Bien plus intéressante est l’adaptation par Vincent Macaigne de Hamlet, rebaptisé sans complexe Au moins j’aurai laissé un beau cadavre (qu’on reverra au théâtre de Chaillot en novembre). Rien à voir avec le Hamlet que Philippe Torreton joue actuellement aux Nuits de Grignan dans une mise en scène de Jean-Luc Revol — une belle concision, mais un acteur si peu fait pour ce rôle ! Macaigne s’en prend au bien-faire et à la culture élégante en réinventant la légende du prince du Danemark dans un univers glauque de soirée faubourienne et sanglante. Les personnages jouent la trame shakespearienne mais disent un texte volontiers ordurier, dans un décor boueux, aquatique, sanguinolent où surgira un château gonflable sur lequel dérapent des acteurs de plus en plus nus. Ça éructe, ça cogne, ça inonde. Face à cela, il faut avoir le cœur bien accroché et ne pas porter son habit du dimanche quand volent la boue et l’eau rougie !
Le bon goût est rarement au rendez-vous, mais l’énergie, l’aplomb, l’insolence, le défi, sont là. Surtout, dans ce torrent de fureur provocante, il y a des moments de confession, de sincérité, d’humanité bouleversants. Ce mariage de la tragédie avec les cités et la fête foraine secoue superbement le cocotier des grandes messes théâtrales en gants blancs.

Voilà pour le in de cette année. Dans le off, qui joue les mille et une nuits, les surprises sont plus difficiles à identifier. Mais le passionné d’histoire contemporaine s’attardera au Contraire de l’amour (Présence Pasteur, 10 h 30) : Dominique Lurcel fait entendre une large partie du Journal que Mouloud Feraoun écrivit de 1955 à 1962 et que l’on retrouva après l’assassinat de son auteur.
L’incompréhension des officiels français, la torture pratiquée par nos militaires, l’enchaînement des événements à Alger et dans les campagnes, le coup d’État des généraux, tout est noté au jour le jour, avec une rare clairvoyance que l’acteur Samuel Churin rend sensible dans un jeu lourd d’amour et de colère. Voilà une mise en lumière essentielle aujourd’hui.

À côté, la transposition du récit d’Agustin Gomez-Arcos, Ana non, par Gérard Vantaggioli (Chien qui fume, 15 h 50) paraît un peu trop joueuse : c’est la magnifique évocation d’une vieille mère qui, dans l’Espagne franquiste, traverse à pied le pays pour porter un gâteau à son fils emprisonné dans une geôle du caudillo : c’est quand même très poignant, interprété par Stéphanie Lanier et Julia Bruni.
Les facétieux aimeront les Bougres, de Pierre Béziers (Fabrik’ Théâtre, 12 h 40) : la troupe du théâtre du Maquis fait son cinéma à propos des Croisades, en représentant le tournage burlesque d’un film sur le siège de Carcassonne par les croisés. Les gags et effets spéciaux se multiplient pour que la grande histoire tombe du piédestal légendaire et passe au crible du regard populaire. N’empêche que les chansons en occitan sont authentiques et font entendre la voix de poètes engagés du XIIIe siècle dans cet ébouriffant Helzapoppin languedocien.
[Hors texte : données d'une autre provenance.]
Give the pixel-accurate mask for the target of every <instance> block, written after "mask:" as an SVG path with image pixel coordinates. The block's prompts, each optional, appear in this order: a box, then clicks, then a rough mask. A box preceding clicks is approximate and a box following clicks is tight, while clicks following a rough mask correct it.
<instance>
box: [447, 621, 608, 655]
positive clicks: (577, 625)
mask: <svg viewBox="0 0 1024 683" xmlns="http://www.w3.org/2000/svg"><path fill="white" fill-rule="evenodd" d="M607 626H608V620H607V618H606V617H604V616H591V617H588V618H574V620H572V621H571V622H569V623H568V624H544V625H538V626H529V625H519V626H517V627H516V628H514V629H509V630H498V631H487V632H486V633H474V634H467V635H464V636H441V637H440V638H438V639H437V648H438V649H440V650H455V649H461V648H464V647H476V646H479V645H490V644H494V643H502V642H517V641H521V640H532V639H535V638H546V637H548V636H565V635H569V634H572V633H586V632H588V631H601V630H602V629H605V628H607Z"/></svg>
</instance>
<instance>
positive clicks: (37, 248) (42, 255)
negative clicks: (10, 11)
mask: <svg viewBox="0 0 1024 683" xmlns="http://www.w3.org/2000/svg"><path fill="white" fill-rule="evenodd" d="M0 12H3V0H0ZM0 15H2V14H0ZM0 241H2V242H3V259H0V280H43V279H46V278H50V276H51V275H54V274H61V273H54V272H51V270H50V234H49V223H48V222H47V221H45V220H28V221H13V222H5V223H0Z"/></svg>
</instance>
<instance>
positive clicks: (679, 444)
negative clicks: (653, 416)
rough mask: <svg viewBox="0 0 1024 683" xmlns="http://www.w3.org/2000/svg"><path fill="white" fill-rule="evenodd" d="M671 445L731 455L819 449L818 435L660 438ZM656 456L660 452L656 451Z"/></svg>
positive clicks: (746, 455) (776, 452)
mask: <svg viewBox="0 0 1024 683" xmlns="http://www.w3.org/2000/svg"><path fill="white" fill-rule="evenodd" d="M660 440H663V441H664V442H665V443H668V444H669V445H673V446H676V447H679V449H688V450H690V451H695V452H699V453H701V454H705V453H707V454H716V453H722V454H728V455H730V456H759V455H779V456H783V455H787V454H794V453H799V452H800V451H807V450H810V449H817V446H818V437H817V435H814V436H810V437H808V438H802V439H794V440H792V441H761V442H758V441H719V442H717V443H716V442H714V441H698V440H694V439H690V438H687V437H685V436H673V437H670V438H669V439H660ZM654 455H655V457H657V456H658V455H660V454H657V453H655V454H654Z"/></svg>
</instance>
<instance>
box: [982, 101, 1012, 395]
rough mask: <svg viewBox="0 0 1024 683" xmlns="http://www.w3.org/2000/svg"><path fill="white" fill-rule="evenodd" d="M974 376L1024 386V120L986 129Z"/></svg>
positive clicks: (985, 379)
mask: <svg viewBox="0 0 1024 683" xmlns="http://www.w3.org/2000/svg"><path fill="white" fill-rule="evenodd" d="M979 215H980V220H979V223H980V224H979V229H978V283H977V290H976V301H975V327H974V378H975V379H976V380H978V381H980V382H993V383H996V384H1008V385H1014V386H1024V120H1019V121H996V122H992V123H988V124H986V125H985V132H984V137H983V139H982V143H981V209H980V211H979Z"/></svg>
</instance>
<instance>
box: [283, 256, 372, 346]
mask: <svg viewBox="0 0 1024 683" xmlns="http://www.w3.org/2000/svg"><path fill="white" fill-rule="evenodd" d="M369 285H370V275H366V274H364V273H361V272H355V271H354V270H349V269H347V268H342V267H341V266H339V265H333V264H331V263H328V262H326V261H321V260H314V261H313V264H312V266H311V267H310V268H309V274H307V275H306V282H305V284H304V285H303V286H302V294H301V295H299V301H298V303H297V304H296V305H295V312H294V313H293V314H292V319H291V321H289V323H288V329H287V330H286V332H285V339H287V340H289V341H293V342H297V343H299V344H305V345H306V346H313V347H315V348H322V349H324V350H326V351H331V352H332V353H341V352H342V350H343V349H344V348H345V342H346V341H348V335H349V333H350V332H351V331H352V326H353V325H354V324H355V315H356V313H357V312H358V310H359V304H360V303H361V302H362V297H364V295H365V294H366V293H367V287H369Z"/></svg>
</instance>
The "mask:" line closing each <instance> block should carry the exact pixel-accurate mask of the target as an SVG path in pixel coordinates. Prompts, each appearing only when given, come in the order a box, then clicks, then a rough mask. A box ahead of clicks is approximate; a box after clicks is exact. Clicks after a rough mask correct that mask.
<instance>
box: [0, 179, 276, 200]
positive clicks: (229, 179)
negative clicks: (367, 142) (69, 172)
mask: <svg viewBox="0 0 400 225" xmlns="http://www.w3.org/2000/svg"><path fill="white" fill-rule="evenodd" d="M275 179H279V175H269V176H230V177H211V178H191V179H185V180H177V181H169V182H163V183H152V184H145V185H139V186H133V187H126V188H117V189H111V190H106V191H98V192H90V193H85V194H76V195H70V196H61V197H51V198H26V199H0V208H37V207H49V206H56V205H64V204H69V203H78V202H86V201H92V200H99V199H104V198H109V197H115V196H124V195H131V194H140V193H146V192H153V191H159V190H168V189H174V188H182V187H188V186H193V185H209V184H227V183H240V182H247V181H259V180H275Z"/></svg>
Le Don Quichotte de Jean Pétrement (Les Ombrages, Montfavet, 21 h 30) est un autre regard sur l’histoire et la littérature : avant d’être un conte de la folie s’emparant de l’esprit de chevalerie, la fable de Cervantès est un combat contre l’Inquisition et son obscurantisme meurtrier : ce beau spectacle, en plein air, dispose d’effets spectaculaires face auxquels les acteurs (Pétrement, Alain Leclerc, Maria Vendola) ont encore à affirmer davantage leur jeu.
Enfin, la façon dont la comédienne Roxane Borgna et les metteurs en scène Jean-Claude Fall et Renaud-Marie Leblanc s’emparent de Belle du seigneur (Présence Pasteur, 18 h 30) est un choc sidérant : l’actrice joue vraiment les « monologues de la baignoire » dans une baignoire, pudiquement voilée, mais impudiquement déchaînée, tant elle fait passer, en moins d’une heure, toutes les fureurs et les songeries du désir. Roxane Borgna sait être le feu et la cendre, la conscience et l’innocence. Les tripes et la grâce en même temps.